One of its key recommendations is to set minimum and maximum prices for pollution permits to prevent the program from having an insufficient – or excessive – impact on energy prices and emissions.

Power says the Oregon plan is doing this and is also using reports from previous years on greenhouse gases to develop "a more realistic and stable perspective on what emissions are and where they should be" .

Environmental justice groups disassociate

Khan Pham with Oregon's environmental justice group, OPAL, is part of a coalition of groups around the world who are denouncing the Oregon bill and the more carbon pricing systems. widely.

According to Mr. Pham, emissions from some oil refineries have increased under the California program because cap and trade allow for as long as a company pays for additional pollution permits.

"It really pays to pollute, and we have to stop polluters from polluting," Pham said. "This has had a disproportionate impact on low-income communities and communities of color."

One study found that 52% of California regulated companies had increased their annual greenhouse gas emissions and that many of them were close to disadvantaged communities.

Pham said other types of regulations, such as requirements for low-carbon transportation fuels and more renewable sources of electricity, work better than cap-and-trade. to reduce emissions in California. Oregon also has these additional requirements, and Pham says that she would like to see more direct regulations like these.

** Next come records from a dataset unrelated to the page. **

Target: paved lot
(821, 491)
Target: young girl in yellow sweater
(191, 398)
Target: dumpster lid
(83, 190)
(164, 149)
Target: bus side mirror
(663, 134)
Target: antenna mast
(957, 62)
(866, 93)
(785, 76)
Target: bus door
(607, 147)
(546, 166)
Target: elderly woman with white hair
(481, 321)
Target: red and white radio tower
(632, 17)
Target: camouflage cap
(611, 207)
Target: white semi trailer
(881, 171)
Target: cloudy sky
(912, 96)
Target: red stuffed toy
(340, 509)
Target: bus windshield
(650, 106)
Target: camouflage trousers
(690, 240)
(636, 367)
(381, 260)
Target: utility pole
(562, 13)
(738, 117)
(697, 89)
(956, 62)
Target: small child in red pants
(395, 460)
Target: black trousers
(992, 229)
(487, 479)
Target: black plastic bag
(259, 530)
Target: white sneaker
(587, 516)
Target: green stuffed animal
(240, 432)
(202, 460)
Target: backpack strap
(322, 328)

It also reports a new study that California could have counted up to 80 million tonnes of carbon dioxide through its forest carbon offset program, which was not the case.

As part of the cap and trade programs in Oregon and California, companies can purchase carbon credits to cover up to 8% of their emissions. Compensation can come from projects that manage forest lands to store more carbon by not cutting trees. But these carbon savings are difficult to validate and can be compromised by increased logging elsewhere.

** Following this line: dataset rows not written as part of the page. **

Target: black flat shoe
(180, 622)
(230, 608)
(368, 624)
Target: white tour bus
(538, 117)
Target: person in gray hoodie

"I think that cap and trade encourages accounting systems that can give the impression of reducing emissions," Pham said. "Our concern is that it prevents us from finding the real solutions because it gives people the impression that we are doing something to combat climate change."

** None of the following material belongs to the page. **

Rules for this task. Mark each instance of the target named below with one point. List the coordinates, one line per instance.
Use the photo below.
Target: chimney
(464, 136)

Confident for better results

Shilpa Joshi with Renew Oregon OPAL is "an anomaly and an exception" in Oregon and dozens of other environmental groups, including those representing farm workers, Native American tribes, low-income Latin American communities and vulnerable populations, argue that categorically the Oregon cap-and-trade plan.

These groups worked to have the bill reduce pollution and invest in communities most affected by climate change, she said, and they agree that cap-and-trade – although it's not the only way to reduce pollution – is the only way to reduce pollution. they are not the only policy needed to fight climate change – are the best way. to achieve both emission reductions and the revenues needed to finance a cleaner economy.

"We must stop burning fossil fuels as quickly as possible," said Joshi. "It makes sense to go to the top of the food chain, regulate these polluters and use the funds to invest in clean energy throughout the state."

Oregon Governor Kate Brown said the state regulators planned to put in place stricter controls to avoid any miscalculation of carbon offsets and cuts. ; emissions.

"We are really working on creating a unique approach in Oregon that will prevent the system from playing," Brown said.

The Oregon bill is 10 times longer and much more detailed than what California enacted in 2006, and it reserves a few pollution permits as a cushion, so the state can change cap if necessary.

Brown says this could be the national model.

"Oregon is a small state," she says. "And if we can do it, it means that states like Minnesota, Connecticut and Kansas can do it, in a way that ensures the prosperity of their economy and reduces greenhouse gas emissions. "

That is, if Oregon's cap-and-trade plan works better than that of California.